C’est vraiment une bonne astuce car on a le meilleur des deux mondes, celui du early binding permettant à la compilation de faire son œuvre (notamment si la donnée affichée supporte INPC le compilateur effectuera bien le lien sur l’événement aussi), et celui du late binding au niveau du ViewModel ce qui permet de respecter totalement MVVM. La liaison View->Model étant autorisée.

Parallèlement vous aurez noté que le namespace XML (xmlns) fonctionne ici en utilisant “using” et non “clr-namespace”. Cela n’a rien de spécifique au binding compilé c’est juste une autre astuce XAML à connaître… Lorsque la référence est dans le même assembly cela ne sert à rien de se compliquer la vie avec un “clr-namespace”, un simple “using” est suffisant !
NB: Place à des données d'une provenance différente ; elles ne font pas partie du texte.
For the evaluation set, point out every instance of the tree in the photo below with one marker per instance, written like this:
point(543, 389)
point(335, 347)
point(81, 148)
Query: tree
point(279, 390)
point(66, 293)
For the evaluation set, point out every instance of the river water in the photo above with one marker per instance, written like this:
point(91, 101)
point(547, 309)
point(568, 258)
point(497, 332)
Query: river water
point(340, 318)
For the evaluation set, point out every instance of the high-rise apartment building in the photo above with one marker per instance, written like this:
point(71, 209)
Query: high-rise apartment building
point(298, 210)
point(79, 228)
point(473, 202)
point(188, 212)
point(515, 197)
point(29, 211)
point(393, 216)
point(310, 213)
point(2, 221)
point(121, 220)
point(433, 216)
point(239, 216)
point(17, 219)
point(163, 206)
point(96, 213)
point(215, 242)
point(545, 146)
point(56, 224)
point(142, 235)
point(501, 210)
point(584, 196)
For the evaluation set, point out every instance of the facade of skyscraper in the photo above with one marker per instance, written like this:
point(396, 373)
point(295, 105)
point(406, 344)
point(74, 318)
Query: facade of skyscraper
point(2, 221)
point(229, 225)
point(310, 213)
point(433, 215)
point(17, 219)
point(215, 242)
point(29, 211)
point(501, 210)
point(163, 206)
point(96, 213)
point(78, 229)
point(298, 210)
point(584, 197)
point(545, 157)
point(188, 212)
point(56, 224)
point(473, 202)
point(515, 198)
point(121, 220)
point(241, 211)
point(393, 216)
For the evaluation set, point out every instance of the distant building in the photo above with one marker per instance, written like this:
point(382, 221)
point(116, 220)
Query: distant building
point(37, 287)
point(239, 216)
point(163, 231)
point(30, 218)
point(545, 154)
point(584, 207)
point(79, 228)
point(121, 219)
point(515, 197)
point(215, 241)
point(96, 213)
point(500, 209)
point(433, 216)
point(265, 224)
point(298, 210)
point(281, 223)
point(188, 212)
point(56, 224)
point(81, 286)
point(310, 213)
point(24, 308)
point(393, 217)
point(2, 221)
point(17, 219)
On note dans le code exemple que la ListView affiche les données via un contrôle personnalisé, une ViewCell dont le contenu est issu d’un ContentView. Inutile de préciser (si ? alors je le fais !) qu’on peut utiliser l’astuce du x:DataType à n’importe quel niveau de la hiérarchie, donc aussi à l’intérieur du ContentView. On s’assure ainsi une compilation totale et sans ambiguïté.

Les autres astuces

Il existe bien d’autres subtilités à connaître. L’utilisation du StringFormat par exemple ou des binding OneWayToSource en font partie, mais soit j’en ai déjà parlé, soit j’en parle dans mon livre, soit je vous en reparlerai car il faut en laisser pour plus tard !

Conclusion

Le typage des bindings dans la View doublé de la compilation XAML permet à XAMLC de générer un meilleur code, plus rapide à charger, et mieux débogué à la compilation. On peut bénéficier de tout cela sans violer les règles de MVVM, non pas qu’ils s’agissent de lois quasi divines mais parce qu’ils s’agit de règles de bon sens pour créer de bons logiciels.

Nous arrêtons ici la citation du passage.